Not only that the total allocation is hardly 0.11 per cent of the total budget, there is little to suggest the government's commitment to safeguard their lives and interests. No specific scheme pertaining to their access to justice and adequate compensation has been made. Though we find an allocation of Rs 90 crore mentioned it is for "strengthening of machinery for enforcement of PCR Act, 1955 and PoA Act, 1989". The mandate of the scheme is towards "sensitization programmes" which does not translate into justice for them.
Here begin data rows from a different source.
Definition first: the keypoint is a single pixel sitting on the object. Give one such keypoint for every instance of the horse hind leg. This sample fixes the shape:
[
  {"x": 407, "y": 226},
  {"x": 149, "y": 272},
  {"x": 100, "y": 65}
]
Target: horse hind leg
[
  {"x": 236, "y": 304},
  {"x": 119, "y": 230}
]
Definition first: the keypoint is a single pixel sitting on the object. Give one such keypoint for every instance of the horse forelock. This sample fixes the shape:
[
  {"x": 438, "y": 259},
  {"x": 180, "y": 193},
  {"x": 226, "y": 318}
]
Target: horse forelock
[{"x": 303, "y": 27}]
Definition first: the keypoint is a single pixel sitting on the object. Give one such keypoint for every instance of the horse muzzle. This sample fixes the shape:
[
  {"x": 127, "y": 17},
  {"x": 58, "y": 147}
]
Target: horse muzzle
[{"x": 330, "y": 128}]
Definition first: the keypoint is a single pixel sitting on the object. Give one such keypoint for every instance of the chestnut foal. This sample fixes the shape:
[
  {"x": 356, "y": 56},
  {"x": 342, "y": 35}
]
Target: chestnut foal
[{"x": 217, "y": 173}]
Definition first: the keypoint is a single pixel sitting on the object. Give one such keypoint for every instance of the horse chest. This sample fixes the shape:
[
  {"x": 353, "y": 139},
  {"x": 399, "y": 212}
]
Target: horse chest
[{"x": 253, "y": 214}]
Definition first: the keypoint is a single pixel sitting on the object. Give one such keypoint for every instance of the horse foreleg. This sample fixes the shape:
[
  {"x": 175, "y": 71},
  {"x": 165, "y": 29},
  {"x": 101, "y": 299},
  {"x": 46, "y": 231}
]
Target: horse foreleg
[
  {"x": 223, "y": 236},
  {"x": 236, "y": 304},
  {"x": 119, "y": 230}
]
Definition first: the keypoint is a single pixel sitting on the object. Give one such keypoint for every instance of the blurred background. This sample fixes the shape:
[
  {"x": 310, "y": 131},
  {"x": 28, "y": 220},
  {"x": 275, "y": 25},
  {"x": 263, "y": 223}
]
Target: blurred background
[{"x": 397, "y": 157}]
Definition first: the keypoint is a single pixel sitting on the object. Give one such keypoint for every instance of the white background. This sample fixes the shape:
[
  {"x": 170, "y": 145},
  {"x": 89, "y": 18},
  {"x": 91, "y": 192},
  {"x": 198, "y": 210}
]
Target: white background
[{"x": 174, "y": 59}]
As for the allocations for North East Region, the Union Budget has introduced no scheme for the development of people here except for the existing skill development programme. In addition, there has been a major budgetary cut in the programmes related to food and public distribution, Environment and Forest and Climate Change and Urban Development and Electronics and IT in the region.

Another irony is that only Rs 2,953 crore for SCs and Rs 1,477 crore for STs has been allocated under schemes directly impacting access to education of Dalit and Adivasi students. The present year's allocation is Rs 3,348 crore under Department of Social Justice and Empowerment for SCs and Rs 1,347 crore under Ministry of Tribal Affairs for STs. However, the outstanding balance of post-matric scholarship for the year 2015-16 which is more than Rs 9,659.61 crore for SCs and Rs 1,608 crore for STs has not been provisioned for in the budget.

The Social Service Sector comprising Education, Health, Women and Child Development, Youth Affairs and Water and Sanitation which is critical to the development of the communities is highly neglected once again.

Thus a perusal of the Budget shows that the SCs and STs have been denied Rs 71,139 crore and Rs 34,349 crore which should have gone into the real targeted schemes this year.

Unless there comes a central legislation clearly spelling allocations and mechanism of implementation both at the Union and State Government levels regarding budgetary allocation under SCSP and TSP and unless there is a special focus on SC/ST women with at least 33 per cent of specific allocation for them and a special mechanism is put in place to prioritise women beneficiaries in agriculture, land, livelihood programmes, entrepreneurship, employment and skill development, higher and professional education etc, it would not amount to 'Sab ka Saath, Sab ka Vikas'.

The highest incidence of poverty is found among Adivasis (32.5 per cent) followed by Dalits (29.6 per cent, which higher than the national average of 21.6 per cent as per the official figures of 2009-10. The same figures show us that a majority of these work as casual wage labour with abysmally low and irregular incomes. Their access to regular salaried jobs is limited with only 14 per cent of Dalits and 8.1 per cent of Adivasis gaining employment therein.

Further landlessness among Dalits has increased since 1991, a year when it stood at 70 per cent of their households. This went up to 75 per cent in 2000. This reflects the limited success of a planned and redistributive economy.

Against this backdrop, SCSP-TSP assumes even greater significance as a means to ensure enjoyment of human rights by the most vulnerable and the marginalized and shrinking it under any reason only marginalizes these communities further.